Now starts the last one-third which jolts the reader wide awake. Suddenly we find Ma in a totally different mood – demanding to go to Pakistan to deliver a pouch of Chironjis to Hijras. Beti and Bade concede to her old-age whim and Beti accompanies her across Wagah border. The reader is caught off guard with stories within the story. For instance just before Ma crosses the Wagah border there is a delightful chapter in which authors and performers who wrote about the Partition appear at Wagah and all mayhem is let loose. At the end of the chaos the two national flags flutter around and end up on the ‘wrong’ side of the border.
Ma and Beti travel to her home in Lahore – Ma closes the eyes and touches the wall along the lane and opens them on the red stoop of her childhood home. She also stands by the drain where she used to pee as a child. She meets her neighbours and sees the remnants of familiar rooms. Through a series of stories we learn of the horrors of partition in which she is separated from her husband and family and crosses the Thar desert through a sandstorm holding the hands of an eleven year old Rosie.
From Lahore, Ma goes on to Sind where she meets the daughter of her childhood friend and finally she lands up in a Khyber prison, being interrogated by Pakistani officials. Beti, who starts out from Delhi slightly bemused at her octogenarian mother ends up nearly losing her mind in the prison. She does not understand why her old mother delivers lectures on the futility of borders, demands to see her husband Anwar and insists that Pakistan is her home. Unknown to Beti, Ma does meet Anwar who is now an invalid, the father of the very officer who was interrogating them.
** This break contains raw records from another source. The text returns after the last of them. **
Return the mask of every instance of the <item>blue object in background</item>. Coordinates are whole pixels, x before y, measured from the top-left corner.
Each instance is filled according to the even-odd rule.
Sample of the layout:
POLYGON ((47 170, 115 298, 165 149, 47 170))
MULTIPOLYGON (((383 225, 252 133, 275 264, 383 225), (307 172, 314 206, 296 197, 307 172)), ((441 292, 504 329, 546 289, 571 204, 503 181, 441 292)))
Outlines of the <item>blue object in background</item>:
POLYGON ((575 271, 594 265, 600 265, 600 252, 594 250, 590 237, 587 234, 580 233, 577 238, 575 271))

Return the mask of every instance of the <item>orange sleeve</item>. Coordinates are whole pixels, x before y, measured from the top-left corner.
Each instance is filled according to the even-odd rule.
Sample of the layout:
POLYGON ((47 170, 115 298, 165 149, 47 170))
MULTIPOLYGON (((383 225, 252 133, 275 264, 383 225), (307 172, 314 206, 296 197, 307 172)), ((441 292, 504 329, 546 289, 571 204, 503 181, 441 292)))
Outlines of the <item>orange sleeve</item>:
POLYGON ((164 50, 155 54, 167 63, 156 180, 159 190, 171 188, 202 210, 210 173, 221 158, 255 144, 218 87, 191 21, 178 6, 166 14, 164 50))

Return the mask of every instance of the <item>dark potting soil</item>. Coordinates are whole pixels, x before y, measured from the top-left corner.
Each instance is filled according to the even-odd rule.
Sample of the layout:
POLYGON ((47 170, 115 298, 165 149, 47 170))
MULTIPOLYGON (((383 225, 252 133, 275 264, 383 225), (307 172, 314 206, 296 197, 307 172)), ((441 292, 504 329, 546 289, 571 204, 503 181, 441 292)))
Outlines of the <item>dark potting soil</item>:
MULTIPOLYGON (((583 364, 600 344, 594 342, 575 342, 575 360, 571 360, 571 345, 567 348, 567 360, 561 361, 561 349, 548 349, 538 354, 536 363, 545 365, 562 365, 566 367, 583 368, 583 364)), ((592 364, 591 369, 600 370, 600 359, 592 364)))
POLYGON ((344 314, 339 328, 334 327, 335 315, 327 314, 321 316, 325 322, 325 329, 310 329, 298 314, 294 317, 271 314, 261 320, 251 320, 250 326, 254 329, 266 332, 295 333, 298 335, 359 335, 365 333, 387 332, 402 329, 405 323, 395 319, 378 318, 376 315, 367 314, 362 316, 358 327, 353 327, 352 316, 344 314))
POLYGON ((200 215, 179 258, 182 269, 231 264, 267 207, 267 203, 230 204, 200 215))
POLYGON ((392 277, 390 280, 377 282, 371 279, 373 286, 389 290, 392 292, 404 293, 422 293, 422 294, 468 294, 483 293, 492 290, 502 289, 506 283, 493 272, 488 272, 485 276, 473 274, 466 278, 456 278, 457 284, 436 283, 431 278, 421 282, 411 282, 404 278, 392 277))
So in the end Tomb of Sand is a story about love – not just the love between Anwar and Chanda but many other types of loves too that defy definitions and boundaries. For instance the love between Ma and the mysterious Rosie, the love between the Pakistani Partridge and the Indian crow, and between the crow and Bade. It is also about death. Not just any death, but a magnificent death in which Ma falls flat on the back, facing the unbounded Khyber sky.
In the end Beti refuses to speak of her traumatic experiences in Pakistan – perhaps the trauma is too deep for words. Throughout the book Geetanjali Shree invokes non-human characters to bear witness to the inhuman violence, arrogance, stupidity and pain and also the ultimate triumph of the spirit that makes it worthwhile. This is why the presence and the voices of the door, the threshold, the crow, the tree, the road, the butterflies, the river and so many others are crucial. And the most important witness is borne by the silent statue of Buddha, barely five inches tall, two thousand years old and with a heart of stone.